Fonctions : Réalisateur, Assistant réalisateur, Acteur, Voix (doublage), Dialoguiste, Scénariste, Producteur, Monteur, Intervenant, Auteur, Auteur primaire

Biographie

Formation :

Après des études à HEC, Jean-François Stévenin, passionné de cinéma, en apprend tous les ressorts en exerçant les différents métiers requis sur les tournages.
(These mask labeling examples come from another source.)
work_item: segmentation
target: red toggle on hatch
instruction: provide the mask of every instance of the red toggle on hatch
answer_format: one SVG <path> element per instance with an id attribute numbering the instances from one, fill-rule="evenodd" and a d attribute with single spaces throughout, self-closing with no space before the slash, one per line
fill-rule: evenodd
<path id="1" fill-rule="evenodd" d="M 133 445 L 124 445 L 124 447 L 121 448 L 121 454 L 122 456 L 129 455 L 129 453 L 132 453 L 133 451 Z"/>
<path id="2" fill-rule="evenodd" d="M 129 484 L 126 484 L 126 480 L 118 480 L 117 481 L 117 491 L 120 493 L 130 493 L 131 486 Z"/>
En 1968 il devient assistant de réalisation et travaille pour Jacques Rivette et François Truffaut.

Carrière :

Jean-François Stévenin, figure emblématique du cinéma français, a marqué l’histoire du septième art par sa présence unique et son talent de caméléon, incarnant avec une égale justesse des rôles tendres ou troubles, toujours en marge des projecteurs. Acteur fétiche de Truffaut, Rivette ou Gans, et réalisateur de Passe-montagne et Mischka, il reste l’un des seconds rôles les plus reconnaissables et les plus aimés du public.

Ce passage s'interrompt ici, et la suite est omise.